A desoneração aumentaria a capacidade de investimento das empresas do setor. Para levar serviços de água e esgotos para toda a população até 2025, o Brasil teria de investir R$ 20 bilhões por ano. Desde quinta-feira (1.º), a Sanepar sedia a reunião da diretoria executiva da Aesbe e do Conselho da associação.

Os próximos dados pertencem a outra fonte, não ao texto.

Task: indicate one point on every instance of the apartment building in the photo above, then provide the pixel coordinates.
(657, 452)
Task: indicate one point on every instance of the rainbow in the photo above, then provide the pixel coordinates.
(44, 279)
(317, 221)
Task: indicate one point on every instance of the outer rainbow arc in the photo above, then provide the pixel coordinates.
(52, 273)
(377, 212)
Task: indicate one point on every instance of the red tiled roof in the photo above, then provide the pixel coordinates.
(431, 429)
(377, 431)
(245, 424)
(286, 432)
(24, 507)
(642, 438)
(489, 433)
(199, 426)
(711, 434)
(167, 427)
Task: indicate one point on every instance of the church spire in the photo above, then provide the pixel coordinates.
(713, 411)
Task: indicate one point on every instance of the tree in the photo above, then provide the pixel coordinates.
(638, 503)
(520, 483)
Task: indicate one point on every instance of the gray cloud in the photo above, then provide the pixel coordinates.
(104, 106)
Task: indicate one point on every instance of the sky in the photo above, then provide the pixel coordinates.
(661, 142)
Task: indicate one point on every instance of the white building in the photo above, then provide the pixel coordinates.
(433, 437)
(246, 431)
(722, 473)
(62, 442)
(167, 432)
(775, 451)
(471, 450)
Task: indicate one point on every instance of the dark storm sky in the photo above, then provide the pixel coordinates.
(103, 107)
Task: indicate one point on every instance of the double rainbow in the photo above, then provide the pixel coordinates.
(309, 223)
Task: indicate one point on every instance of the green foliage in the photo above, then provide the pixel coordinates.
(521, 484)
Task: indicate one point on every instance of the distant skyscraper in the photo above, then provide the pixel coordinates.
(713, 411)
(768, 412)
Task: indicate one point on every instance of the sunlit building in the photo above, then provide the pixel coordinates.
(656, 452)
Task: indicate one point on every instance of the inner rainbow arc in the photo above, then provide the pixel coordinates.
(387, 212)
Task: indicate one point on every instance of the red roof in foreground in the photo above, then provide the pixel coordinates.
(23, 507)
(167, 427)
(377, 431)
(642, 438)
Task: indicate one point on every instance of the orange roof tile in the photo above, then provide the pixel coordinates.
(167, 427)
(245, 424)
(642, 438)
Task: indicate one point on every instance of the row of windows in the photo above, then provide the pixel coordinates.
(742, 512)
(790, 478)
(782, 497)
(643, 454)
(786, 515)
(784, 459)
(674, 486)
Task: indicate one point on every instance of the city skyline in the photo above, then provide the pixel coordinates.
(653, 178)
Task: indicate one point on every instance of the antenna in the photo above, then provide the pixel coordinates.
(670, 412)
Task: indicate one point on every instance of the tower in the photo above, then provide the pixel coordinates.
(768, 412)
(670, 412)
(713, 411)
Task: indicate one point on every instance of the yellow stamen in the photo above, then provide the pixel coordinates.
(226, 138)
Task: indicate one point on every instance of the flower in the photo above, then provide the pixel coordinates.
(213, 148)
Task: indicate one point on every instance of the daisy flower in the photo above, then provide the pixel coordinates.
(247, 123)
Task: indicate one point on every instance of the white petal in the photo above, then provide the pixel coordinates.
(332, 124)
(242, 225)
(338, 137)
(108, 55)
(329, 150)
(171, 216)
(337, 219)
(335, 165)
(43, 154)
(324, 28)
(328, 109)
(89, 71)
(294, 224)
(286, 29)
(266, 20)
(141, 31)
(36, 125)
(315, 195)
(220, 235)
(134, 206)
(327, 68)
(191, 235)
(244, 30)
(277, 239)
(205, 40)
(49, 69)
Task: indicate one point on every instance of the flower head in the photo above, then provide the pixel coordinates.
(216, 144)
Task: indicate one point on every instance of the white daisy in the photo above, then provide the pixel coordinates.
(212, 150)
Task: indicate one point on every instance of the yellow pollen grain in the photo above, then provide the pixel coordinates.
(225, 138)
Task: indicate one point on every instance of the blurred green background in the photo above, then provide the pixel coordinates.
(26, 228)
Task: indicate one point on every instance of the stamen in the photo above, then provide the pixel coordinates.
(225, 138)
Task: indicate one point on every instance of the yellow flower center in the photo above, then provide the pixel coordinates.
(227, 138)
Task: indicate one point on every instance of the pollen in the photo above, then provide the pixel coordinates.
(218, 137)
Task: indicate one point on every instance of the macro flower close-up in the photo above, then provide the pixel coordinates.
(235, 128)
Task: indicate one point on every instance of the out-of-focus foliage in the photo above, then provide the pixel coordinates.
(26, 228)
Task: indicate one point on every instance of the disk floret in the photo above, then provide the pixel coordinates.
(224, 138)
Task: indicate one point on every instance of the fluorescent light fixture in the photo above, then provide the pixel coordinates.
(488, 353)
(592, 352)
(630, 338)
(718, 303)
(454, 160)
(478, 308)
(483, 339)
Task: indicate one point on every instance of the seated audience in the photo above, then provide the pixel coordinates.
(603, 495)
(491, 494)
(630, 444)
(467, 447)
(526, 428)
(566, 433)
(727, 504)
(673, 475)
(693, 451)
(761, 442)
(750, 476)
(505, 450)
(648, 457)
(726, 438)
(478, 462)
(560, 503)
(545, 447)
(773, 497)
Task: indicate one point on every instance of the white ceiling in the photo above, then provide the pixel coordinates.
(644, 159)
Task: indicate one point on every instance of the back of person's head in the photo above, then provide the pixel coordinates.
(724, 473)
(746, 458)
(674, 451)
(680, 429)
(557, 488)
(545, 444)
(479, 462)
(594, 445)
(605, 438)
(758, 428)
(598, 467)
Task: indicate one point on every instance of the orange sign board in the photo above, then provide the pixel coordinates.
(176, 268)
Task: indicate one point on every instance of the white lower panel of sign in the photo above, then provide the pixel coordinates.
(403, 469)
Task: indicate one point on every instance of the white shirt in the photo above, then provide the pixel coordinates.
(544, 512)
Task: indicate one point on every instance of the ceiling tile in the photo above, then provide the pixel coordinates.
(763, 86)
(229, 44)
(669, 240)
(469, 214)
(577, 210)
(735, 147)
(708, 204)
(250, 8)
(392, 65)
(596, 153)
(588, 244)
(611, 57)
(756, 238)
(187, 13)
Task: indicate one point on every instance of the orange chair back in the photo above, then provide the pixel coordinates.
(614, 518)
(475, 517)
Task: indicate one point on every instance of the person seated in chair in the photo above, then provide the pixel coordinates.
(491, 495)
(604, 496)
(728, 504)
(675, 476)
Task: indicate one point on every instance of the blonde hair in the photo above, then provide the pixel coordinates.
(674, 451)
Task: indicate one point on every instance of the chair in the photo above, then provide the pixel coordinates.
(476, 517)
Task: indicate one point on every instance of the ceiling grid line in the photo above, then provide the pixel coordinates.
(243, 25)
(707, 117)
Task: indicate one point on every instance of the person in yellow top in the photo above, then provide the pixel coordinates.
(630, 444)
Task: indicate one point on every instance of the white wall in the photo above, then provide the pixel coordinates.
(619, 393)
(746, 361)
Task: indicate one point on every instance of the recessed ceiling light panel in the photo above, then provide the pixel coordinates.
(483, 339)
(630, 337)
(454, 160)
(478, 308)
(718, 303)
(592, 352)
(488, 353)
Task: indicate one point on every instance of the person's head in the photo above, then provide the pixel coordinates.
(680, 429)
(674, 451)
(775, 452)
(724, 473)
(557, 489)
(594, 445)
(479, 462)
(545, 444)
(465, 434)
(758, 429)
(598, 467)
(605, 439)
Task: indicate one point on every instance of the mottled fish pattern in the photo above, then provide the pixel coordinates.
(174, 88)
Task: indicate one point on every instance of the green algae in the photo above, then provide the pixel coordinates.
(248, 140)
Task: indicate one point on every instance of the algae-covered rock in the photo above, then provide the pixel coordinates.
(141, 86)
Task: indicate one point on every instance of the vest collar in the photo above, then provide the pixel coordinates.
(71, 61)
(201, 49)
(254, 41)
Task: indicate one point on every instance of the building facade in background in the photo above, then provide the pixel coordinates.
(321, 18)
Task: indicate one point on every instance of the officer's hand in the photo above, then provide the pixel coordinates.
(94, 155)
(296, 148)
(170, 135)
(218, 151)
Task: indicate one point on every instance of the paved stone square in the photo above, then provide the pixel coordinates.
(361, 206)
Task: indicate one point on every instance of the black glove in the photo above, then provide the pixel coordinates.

Para o presidente da Aesbe, Aberlardo Oliveira, a grande carga tributária reflete no aumento das tarifas e reduz a disponibilidade de investimento por parte das empresas. "Os serviços essenciais devem ser acessíveis às famílias mais carentes", disse Oliveira.


Em Cadeia

As contribuições para o Financiamento da Seguridade Social (Cofins) e para os Programas de Integração Social e de Formação do Patrimônio do Servidor Público (PIS/Pasep) passaram a pesar mais para as empresas de saneamento a partir de 2002, quando houve mudança no regime de incidência e também aumento das alíquotas.

Em estudo da Aesbe a ser encaminhado ao governo federal, os presidentes das companhias estaduais questionam por que há resistência em desonerar o saneamento, se o próprio governo sinaliza com a desoneração de outros serviços, como o de banda larga para internet. As empresas também lembraram que o governo federal acaba de zerar ou reduzir o IPI para produtos da "linha branca", como geladeira, fogão e máquina de lavar.